Scientists will also need to conduct extensive field testing to determine how hybrid varieties respond to different climate conditions.


Benefits of Apomixis in Plant Breeding

The potential benefits of apomixis in plant breeding are profound.

Apomixis technology promises to simplify and quicken the production of hybrid seeds, reduce costs for seed companies, and improve yields substantially.

It would also make hybrid crops more accessible to smallholder farmers in poorer countries, who may not have regular access to commercial hybrid seeds.

Furthermore, it could represent a significant breakthrough for agricultural researchers working on a variety of other crops.

In Australia, field trials have already commenced on sorghum that was genetically modified to produce haploid embryos and be parthenogenic.

Likewise, at least 10 groups in China are also working on apomictic varieties of cabbage, tomatoes, alfalfa, and other vegetable and forage crops, according to Kejian Wang, a geneticist at the China National Rice Research Institute.
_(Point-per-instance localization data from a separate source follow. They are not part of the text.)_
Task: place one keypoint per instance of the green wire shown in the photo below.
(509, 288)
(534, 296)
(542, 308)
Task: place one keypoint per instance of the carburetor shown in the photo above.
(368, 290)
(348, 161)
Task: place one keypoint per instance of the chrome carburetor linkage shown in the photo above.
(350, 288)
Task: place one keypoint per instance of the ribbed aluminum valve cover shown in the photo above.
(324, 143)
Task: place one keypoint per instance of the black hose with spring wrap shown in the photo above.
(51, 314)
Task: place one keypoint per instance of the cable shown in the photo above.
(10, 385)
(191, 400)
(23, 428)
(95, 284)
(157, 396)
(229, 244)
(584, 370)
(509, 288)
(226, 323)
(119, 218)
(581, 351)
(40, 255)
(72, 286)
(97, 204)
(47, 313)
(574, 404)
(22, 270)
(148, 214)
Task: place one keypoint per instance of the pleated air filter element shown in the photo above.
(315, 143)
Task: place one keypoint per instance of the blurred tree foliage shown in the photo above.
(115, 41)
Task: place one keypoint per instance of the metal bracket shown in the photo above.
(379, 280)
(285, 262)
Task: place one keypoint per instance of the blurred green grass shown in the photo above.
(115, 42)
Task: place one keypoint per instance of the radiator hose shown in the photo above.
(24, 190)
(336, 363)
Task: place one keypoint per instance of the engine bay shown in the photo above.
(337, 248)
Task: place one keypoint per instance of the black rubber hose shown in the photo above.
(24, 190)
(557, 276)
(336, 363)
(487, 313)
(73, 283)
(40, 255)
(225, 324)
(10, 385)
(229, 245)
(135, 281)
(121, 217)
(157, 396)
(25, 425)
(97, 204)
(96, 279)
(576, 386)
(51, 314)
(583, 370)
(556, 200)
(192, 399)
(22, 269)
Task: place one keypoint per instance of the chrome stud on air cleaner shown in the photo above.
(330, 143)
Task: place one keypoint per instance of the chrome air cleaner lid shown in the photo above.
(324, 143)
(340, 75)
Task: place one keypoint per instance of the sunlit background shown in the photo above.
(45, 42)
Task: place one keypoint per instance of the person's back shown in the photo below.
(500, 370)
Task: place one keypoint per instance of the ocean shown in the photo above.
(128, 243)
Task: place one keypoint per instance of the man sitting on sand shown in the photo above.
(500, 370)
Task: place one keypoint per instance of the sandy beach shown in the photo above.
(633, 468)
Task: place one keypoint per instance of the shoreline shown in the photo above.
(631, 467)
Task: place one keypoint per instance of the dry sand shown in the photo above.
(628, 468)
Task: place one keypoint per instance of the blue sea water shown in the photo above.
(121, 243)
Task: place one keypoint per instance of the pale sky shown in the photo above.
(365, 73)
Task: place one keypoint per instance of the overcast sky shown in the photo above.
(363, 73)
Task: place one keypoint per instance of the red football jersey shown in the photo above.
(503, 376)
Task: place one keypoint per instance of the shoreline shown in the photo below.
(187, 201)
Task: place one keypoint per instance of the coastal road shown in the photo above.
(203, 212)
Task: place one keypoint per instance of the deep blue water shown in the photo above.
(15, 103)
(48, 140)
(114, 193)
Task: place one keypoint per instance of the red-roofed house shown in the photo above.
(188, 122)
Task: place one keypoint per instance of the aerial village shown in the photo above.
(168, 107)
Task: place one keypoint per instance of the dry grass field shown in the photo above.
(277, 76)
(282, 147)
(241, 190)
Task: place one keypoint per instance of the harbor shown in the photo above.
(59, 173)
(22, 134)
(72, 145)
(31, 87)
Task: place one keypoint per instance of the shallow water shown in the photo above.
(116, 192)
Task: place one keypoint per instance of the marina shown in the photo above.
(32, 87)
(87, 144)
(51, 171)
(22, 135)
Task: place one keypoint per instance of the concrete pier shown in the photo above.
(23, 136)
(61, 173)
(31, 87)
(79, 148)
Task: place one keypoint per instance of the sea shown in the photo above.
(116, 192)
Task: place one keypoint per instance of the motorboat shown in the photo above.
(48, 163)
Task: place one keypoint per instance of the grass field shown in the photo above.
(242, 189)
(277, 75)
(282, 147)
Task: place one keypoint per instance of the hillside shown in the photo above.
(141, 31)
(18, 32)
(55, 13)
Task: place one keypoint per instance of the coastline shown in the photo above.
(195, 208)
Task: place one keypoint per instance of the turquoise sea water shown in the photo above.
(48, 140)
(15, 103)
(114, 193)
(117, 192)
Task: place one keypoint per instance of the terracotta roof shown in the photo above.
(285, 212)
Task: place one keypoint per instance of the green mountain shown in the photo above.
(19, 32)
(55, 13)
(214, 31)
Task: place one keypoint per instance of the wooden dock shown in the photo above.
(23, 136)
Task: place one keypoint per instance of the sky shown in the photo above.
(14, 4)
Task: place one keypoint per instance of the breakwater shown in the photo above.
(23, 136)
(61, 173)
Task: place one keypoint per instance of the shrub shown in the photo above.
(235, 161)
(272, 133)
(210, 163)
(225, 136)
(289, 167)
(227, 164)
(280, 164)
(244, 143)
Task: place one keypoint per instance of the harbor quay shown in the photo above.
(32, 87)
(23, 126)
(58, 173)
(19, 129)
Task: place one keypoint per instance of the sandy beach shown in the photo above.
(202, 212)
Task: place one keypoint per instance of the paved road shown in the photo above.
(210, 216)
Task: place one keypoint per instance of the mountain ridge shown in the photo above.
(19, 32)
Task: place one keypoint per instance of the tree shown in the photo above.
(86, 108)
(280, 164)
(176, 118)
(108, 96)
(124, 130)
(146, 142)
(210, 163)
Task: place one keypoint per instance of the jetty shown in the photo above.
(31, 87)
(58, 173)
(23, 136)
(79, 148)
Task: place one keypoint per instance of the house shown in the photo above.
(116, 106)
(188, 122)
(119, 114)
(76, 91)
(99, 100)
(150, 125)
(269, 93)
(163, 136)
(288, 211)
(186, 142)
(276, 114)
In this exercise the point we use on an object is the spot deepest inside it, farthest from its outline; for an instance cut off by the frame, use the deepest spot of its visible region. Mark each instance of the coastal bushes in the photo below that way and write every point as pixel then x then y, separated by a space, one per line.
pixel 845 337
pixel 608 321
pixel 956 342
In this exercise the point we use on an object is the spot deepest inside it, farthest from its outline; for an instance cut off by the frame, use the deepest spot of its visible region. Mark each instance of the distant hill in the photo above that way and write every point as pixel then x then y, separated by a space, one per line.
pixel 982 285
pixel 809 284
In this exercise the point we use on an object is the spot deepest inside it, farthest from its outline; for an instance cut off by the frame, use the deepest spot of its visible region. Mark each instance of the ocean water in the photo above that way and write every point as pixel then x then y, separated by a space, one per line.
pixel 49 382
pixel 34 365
Although apomixis technology shows great promise, there are concerns about resistance to it in some countries, particularly in Asia.

However, Jauhar Ali, head of the hybrid rice program at the International Rice Research Institute, said the resisting countries may change their stance as they realize the vast potential of the technology.

“Gene editing is slowly being accepted and many governments are understanding the importance of this tool for bringing benefits to agriculture.”

For now, hybrid seed production will continue to be a labor-intensive process, particularly where traditional cross-pollination methods are necessary.